Abstract Use of thermodynamic hydrate inhibitors (THIs) for prevention of gas hydrate formation in the oil and gas field operations is a well-known and accepted process all over the world. Although glycols are reported as THIs, but only monoethylene glycol is studied in detail and applied conventionally. In this study, gas hydrate inhibition efficiency of propylene glycol is determined. The data is acquired using a stirred cryogenic PVT sapphire cell and the hydrate dissociation temperature measured at isobaric condition (constant pressure) is considered as the thermodynamic equilibrium temperature, because although dissociation temperature depends on hydrate particle size and heat flux, but, it is unlike the random nature and unpredictability of formation temperature. The key objective of this study is to establish the equilibrium condition of methane hydrate in presence of 20 wt% propylene glycol as thermodynamic inhibitor. The identification of dissociation temperature is based on visual method. The gas hydrate equilibrium curve for 20 wt% propylene glycol in methane-water system is established by determining the hydrate equilibrium dissociation temperatures for a pressure range 70–190 bar.

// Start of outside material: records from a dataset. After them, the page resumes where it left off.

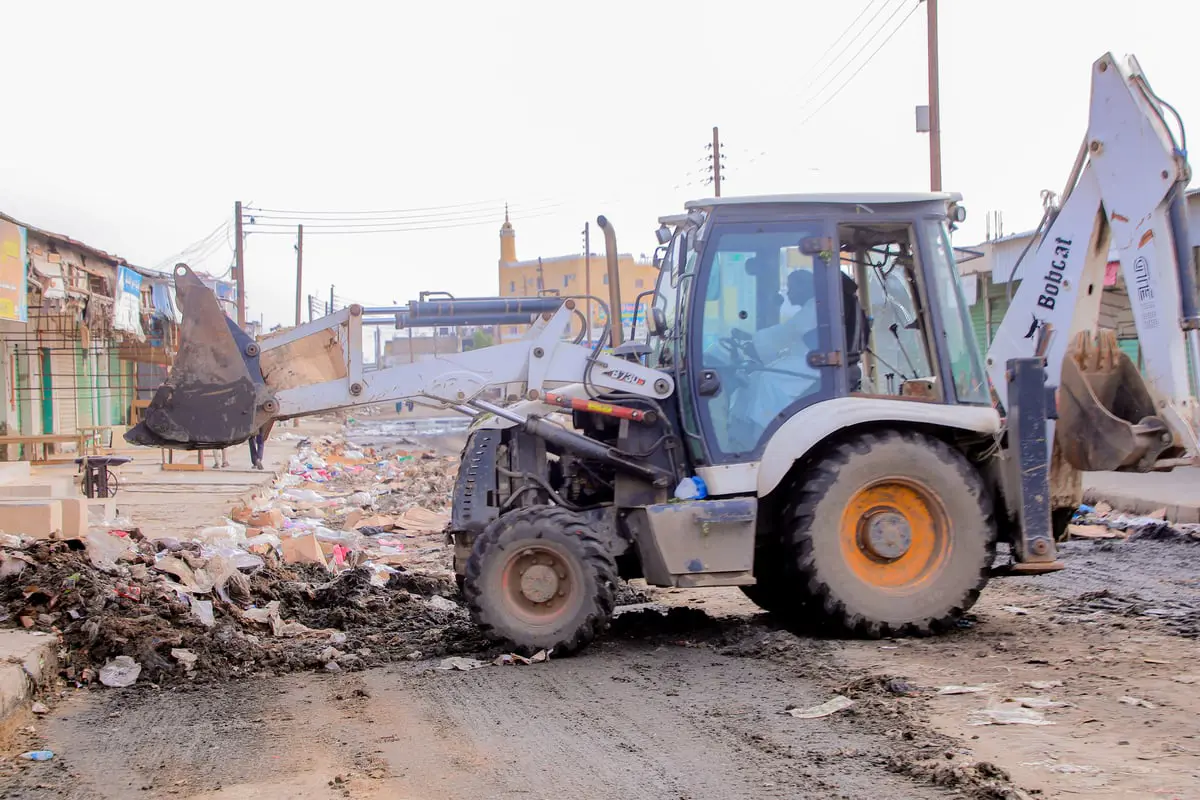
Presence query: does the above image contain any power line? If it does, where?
[244,199,561,217]
[251,211,559,236]
[155,219,230,269]
[244,200,562,227]
[800,0,920,126]
[247,203,563,229]
[800,0,920,117]
[804,0,887,96]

Also performance comparison of propylene glycol with monoethylene glycol is done to gauge the inhibition efficiency of propylene glycol, the results of which have shown better inhibition efficiency of propylene glycol. Hydrate equilibrium curve of 20 wt% propylene glycol system showed an average of 10.42 °C deviation towards lower temperature compared to that of the system without the inhibitor. The fitted curve for hydrate dissociation temperatures showed co-efficient of determinants (R2) value ≥ 0.97, suggesting the reliability of the experimental observations.